At least 70 people were killed by Israeli gunfire and military strikes in Gaza on Thursday, the enclave's civil defence spokesman Mahmoud Basal said.
Medics earlier reported that 12 people had been killed while trying to approach an aid site operated by the US-backed Gaza Humanitarian Foundation in the central Gaza Strip.
The system has been described by a top UN official as “lame, medieval and lethal” following hundreds of deaths in similar incidents over the past few weeks.
Dozens of Palestinians were killed in separate Israeli air strikes in the northern Gaza Strip, medics added. One of those strikes killed at least 12 people, including women and children, near a mosque in the Shati refugee camp in Gaza city, they added.
Another eight civilians were killed in Israeli shelling of Gaza city on Thursday, Wafa news agency said. Five of those were killed in an attack on a house in the Zeitoun neighbourhood, and three others when an apartment in the west of the city was hit.
Israeli forces also blew up homes east of Jabalia Al Balad in northern Gaza, the agency reported.
There was no immediate comment from the Israeli army on Thursday's incidents. In recent days it said it was reviewing reports of civilian casualties.

About 100 other people were injured when Israeli drones and military vehicles opened fire in the morning near an aid distribution point in central Gaza, the official Palestinian news agency Wafa reported.
At least 338 people have been killed in total while gathering to collect aid from the Gaza Humanitarian Foundation (GHF), according to a tally released by local health authorities on Monday.
The recently created US and Israel-backed agency, whose four distribution centres are guarded by private security contractors and surrounded by Israeli forces, began operations in late May to supersede the aid delivery system operated by the UN. Israel said the move prevents the militant group Hamas from taking aid intended for civilians.
The centres are regularly overrun by Gazans desperate for food after a nearly three-month total blockade of aid deliveries imposed by Israel in March. Crowds start gathering near the distribution sites before dawn, despite a warning from the Israeli military that these areas are considered combat zones between 6pm and 6am.
"Palestinian lives have been so devalued. It is now the routine to shoot and kill desperate and starving people while they try to collect little food from a company made of mercenaries," Philippe Lazzarini, head of the UN agency for Palestinian refugees, UNRWA, said in a post on X after at least 14 people were killed while waiting for aid on Wednesday.

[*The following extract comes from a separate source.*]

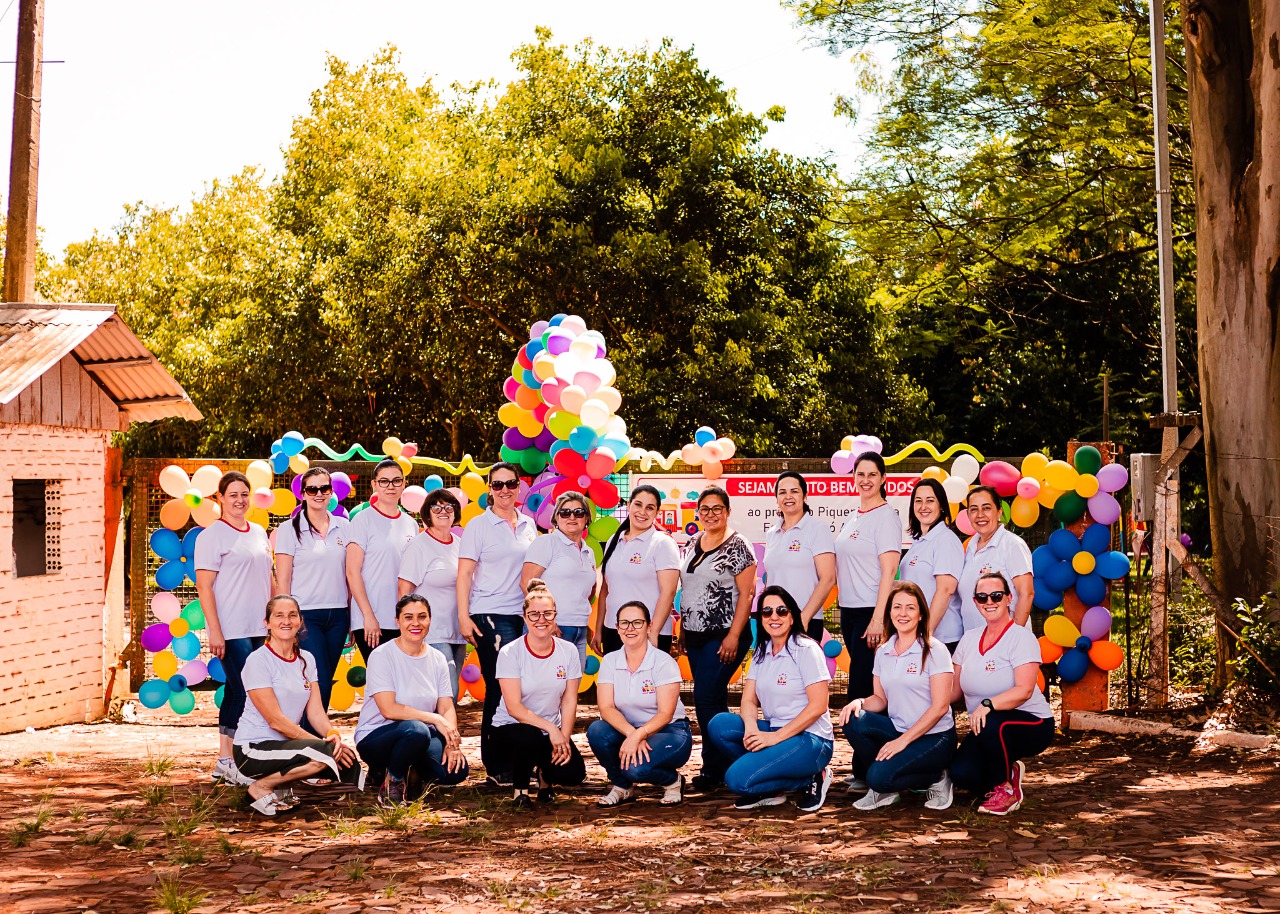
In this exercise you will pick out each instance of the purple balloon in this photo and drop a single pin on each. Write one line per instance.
(1105, 508)
(1096, 624)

He described GHF as "a lame, medieval and lethal system that is deliberately harming people under the camouflage of 'humanitarian aid'".
Dozens killed waiting for aid in Khan Younis

"Hundreds of people have been reported killed since the 'Gaza Humiliation Foundation' started operating just over three weeks ago," he said, describing the group's operations as "a lame, medieval and lethal system that is deliberately harming people under the camouflage of 'humanitarian aid'".
He called for those responsible for establishing the new system to be held accountable, saying: "Inviting starving people to their death is a war crime."
The Palestinian death toll from Israel's war in Gaza passed 55,700 the health ministry said on Thursday and the number injured rose to more than 130,100. The ministry's figures do not distinguish between combatants and civilians, although it says the majority of victims have been women and children.
The war began on October 7, 2023, with a Hamas attack on southern Israel in which about 1,200 people, mostly civilians, were killed and about 250 taken hostage.